49th Chief Justice of Bombay High Court
- In office 5 September 2025 – 1 June 2026
- Nominated by: B. R. Gavai
- Appointed by: Droupadi Murmu
- Preceded by: Alok Aradhe
- Succeeded by: Mahesh Chandra Tripathi; R. V. Ghuge (acting);
- Judge of Bombay High Court
- In office 21 July 2025 – 4 September 2025 Acting CJ : 29 August 2025 - 4 September 2025
- Nominated by: B. R. Gavai
- Appointed by: Droupadi Murmu

Judge of Rajasthan High Court
- In office 5 July 2024 – 20 July 2025
- Nominated by: D. Y. Chandrachud
- Appointed by: Droupadi Murmu

Judge of Jharkhand High Court
- In office 17 January 2013 – 4 July 2024
- Nominated by: Altamas Kabir
- Appointed by: Pranab Mukherjee
- Acting Chief Justice
- In office 29 December 2023 – 4 July 2024
- Appointed by: Droupadi Murmu
- Preceded by: S. K. Mishra
- Succeeded by: B. R. Sarangi

Personal details
- Born: 20 May 1965 (age 61) Ranchi, Jharkhand
- Education: L.L.B
- Alma mater: Campus Law Centre, Delhi University

= Shree Chandrashekhar =

Judge of the Supreme Court of India

Shree Chandrashekhar (born 25 May 1965) is an Indian jurist and currently a judge of the Supreme Court of India since 2 June 2026. He served as the 49th Chief Justice of Bombay High Court. He has also served as a judge of Bombay High Court, Rajasthan High Court and as judge and Acting Chief Justice of Jharkhand High Court.

== Early life ==
Shree was born on 25 May 1965 in Ranchi. He completed his LL.B. from Campus Law Centre, University of Delhi in 1993 and enrolled as an advocate with Delhi State Bar Council on 9 December 1993. He started his practice focusing on both Criminal and Civil matters.
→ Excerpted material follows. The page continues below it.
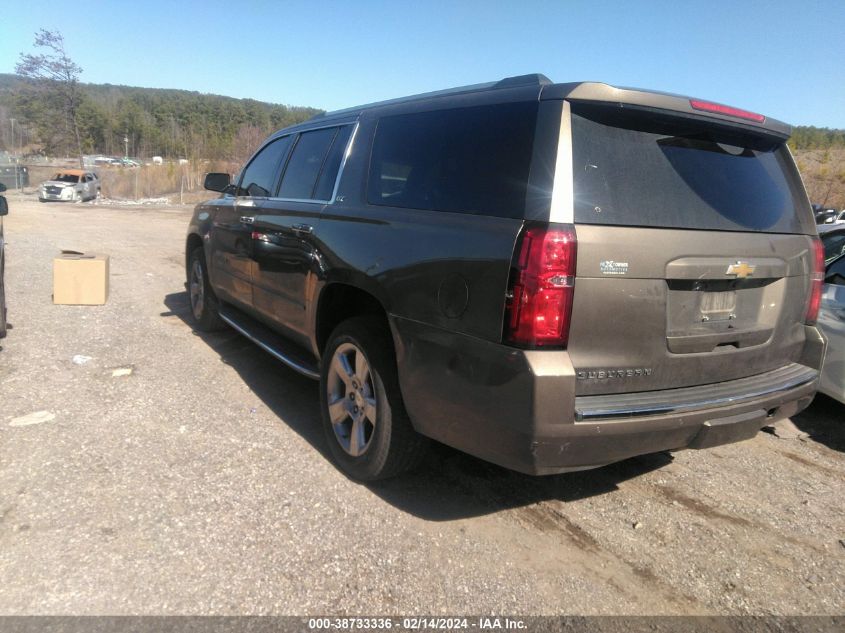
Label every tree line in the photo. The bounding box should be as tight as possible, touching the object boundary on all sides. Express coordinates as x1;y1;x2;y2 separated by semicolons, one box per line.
4;68;845;159
0;29;321;165
0;72;321;163
787;126;845;151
For nearly two decades, he practiced in multiple courts, including the Supreme Court, where roughly 140 reported judgments are attributed to his work.

== Career ==
He was appointed as Additional Judge of the Jharkhand High Court at Ranchi on 17 January 2013 and was confirmed as permanent Judge on 27 June 2014. He was appointed as Acting Chief Justice of Jharkhand High Court on 29 December 2023.

He was transferred to the Rajasthan High Court and took oath on 5 July 2024. He was transferred to Bombay High Court and took oath as judge on 21 July 2025 where he also briefly served as Acting Chief Justice before being elevated as Chief Justice of the same High Court.

He was elevated as a Judge of the Supreme Court of India on 2 June 2026.